Hacksell U, Johansson A M, Arvidsson L, Nilsson J L, Hjorth S, Carlsson A, Wikström H, Sanchez D, Lindberg P
J Med Chem. 1984 Aug;27(8):1003-7. doi: 10.1021/jm00374a012.
C1-Methylated derivatives of the potent dopaminergic agonist 5-hydroxy-2-(di-n-propylamino)tetralin (6) have been synthesized and tested for central dopamine (DA) receptor stimulating activity, by using biochemical and behavioral tests in rats. Both cis- and trans-5-hydroxy-1-methyl-2-(di-n-propylamino) tetralin (4 and 3) may be classified as central DA-receptor agonists, albeit of lower potency than 6. The results obtained indicate that both 4 and 3 display DA-autoreceptor stimulation capacity. However, only one of the isomers, trans-3, is able to elicit clear-cut postsynaptic DA receptor agonist actions at larger doses. 5-Hydroxy-1,1-dimethyl-2-(n-propylamino) tetralin (5) was found to be inactive.
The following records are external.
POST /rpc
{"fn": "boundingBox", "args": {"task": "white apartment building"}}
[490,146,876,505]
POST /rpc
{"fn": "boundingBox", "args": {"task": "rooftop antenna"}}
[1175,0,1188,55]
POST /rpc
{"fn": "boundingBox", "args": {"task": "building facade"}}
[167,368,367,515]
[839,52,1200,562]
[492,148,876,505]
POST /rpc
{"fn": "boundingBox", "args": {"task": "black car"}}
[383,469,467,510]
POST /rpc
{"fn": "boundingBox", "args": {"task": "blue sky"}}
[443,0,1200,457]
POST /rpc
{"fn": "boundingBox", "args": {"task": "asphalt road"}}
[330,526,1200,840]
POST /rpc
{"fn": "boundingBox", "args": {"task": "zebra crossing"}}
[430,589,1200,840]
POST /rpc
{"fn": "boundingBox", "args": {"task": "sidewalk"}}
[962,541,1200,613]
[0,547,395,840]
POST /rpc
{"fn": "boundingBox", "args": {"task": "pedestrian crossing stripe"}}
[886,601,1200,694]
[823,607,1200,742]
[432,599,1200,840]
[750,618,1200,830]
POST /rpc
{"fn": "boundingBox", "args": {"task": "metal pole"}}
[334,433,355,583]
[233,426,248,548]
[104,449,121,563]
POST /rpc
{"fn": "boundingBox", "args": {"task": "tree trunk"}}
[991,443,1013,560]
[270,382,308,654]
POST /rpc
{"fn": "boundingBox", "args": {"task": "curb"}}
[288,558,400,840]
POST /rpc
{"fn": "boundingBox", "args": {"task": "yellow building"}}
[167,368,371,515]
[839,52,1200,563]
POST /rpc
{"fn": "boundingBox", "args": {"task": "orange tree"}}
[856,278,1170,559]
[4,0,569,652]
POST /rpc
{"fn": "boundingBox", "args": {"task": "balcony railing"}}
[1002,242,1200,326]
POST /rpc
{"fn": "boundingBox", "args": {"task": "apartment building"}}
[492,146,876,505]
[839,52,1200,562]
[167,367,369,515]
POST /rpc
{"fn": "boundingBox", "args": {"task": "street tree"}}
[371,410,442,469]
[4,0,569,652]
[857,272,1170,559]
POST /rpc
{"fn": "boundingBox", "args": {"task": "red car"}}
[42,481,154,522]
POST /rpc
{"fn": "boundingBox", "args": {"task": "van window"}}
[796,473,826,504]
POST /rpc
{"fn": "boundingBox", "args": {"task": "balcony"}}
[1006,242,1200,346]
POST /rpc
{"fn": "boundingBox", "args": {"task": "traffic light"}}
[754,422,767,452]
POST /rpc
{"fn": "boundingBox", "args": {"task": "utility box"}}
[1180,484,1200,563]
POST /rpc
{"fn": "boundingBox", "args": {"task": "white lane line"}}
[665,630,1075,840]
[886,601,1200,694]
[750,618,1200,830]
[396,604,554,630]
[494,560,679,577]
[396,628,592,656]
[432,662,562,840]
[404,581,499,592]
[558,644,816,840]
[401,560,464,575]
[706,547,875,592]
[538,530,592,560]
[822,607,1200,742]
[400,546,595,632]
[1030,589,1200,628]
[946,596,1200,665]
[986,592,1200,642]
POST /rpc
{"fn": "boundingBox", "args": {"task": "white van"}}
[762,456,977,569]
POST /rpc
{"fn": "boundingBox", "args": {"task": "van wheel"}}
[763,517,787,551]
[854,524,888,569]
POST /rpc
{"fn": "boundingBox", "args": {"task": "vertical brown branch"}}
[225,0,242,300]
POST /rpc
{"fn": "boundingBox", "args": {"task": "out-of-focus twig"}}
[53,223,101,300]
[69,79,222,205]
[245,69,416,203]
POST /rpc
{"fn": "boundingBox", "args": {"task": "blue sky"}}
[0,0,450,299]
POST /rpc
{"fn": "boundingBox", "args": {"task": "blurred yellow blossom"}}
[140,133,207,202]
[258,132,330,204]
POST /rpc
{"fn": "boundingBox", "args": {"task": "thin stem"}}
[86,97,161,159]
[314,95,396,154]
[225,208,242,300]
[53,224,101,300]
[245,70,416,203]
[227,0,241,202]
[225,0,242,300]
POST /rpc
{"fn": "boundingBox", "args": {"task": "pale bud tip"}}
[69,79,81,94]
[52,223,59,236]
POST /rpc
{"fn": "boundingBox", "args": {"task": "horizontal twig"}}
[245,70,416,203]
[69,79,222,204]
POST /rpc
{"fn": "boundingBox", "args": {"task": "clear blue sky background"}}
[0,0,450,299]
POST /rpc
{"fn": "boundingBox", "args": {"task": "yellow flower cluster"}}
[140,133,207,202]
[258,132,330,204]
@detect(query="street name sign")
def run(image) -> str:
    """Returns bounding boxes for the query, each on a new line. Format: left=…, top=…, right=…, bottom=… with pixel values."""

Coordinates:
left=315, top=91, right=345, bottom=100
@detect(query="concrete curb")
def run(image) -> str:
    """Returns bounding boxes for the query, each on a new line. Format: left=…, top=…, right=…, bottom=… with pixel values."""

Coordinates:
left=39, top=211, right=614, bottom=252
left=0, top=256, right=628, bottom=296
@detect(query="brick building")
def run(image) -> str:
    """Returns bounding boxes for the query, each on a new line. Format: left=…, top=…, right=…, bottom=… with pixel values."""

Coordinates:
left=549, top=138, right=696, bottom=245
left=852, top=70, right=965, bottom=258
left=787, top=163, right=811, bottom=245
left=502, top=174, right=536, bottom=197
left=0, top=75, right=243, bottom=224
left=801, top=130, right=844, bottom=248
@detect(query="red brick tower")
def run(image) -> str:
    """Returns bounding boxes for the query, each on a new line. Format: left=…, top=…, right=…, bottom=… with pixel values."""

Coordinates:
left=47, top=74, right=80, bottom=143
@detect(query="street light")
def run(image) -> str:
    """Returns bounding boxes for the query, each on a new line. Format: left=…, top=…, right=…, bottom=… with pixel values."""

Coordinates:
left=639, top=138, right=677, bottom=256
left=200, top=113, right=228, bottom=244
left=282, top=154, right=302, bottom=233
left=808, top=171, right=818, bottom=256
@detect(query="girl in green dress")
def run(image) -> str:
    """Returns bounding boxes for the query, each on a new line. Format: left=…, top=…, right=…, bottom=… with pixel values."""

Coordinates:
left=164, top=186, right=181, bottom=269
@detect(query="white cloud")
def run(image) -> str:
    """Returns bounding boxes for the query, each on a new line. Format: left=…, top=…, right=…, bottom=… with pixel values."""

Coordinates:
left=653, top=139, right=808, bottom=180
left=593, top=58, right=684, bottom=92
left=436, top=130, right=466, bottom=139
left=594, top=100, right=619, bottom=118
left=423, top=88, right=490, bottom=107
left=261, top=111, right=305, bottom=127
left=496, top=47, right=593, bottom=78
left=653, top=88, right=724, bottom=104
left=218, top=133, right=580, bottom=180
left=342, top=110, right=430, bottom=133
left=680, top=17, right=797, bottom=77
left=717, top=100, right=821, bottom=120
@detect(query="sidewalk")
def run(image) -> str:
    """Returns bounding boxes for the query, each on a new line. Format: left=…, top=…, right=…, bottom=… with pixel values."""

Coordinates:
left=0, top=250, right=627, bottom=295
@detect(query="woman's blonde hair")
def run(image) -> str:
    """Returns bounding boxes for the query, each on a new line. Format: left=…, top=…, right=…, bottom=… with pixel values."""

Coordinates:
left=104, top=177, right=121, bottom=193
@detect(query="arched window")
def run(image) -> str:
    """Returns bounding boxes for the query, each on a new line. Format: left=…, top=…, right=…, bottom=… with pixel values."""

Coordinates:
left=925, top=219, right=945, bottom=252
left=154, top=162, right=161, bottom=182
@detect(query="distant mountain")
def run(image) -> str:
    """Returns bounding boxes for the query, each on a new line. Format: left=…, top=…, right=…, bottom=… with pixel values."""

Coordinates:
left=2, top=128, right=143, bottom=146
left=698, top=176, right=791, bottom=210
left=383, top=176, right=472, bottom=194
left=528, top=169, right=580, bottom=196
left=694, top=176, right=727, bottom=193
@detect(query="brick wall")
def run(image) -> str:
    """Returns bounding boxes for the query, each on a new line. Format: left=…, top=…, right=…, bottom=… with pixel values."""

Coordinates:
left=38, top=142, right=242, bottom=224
强效多巴胺能激动剂5-羟基-2-(二正丙基氨基)四氢萘(6)的C1-甲基化衍生物已被合成,并通过对大鼠进行生化和行为测试来检测其对中枢多巴胺(DA)受体的刺激活性。顺式和反式5-羟基-1-甲基-2-(二正丙基氨基)四氢萘(4和3)均可归类为中枢DA受体激动剂,尽管其效力低于6。所得结果表明,4和3均具有DA自身受体刺激能力。然而,只有反式异构体3在较大剂量时能够引发明显的突触后DA受体激动作用。5-羟基-1,1-二甲基-2-(正丙基氨基)四氢萘(5)被发现无活性。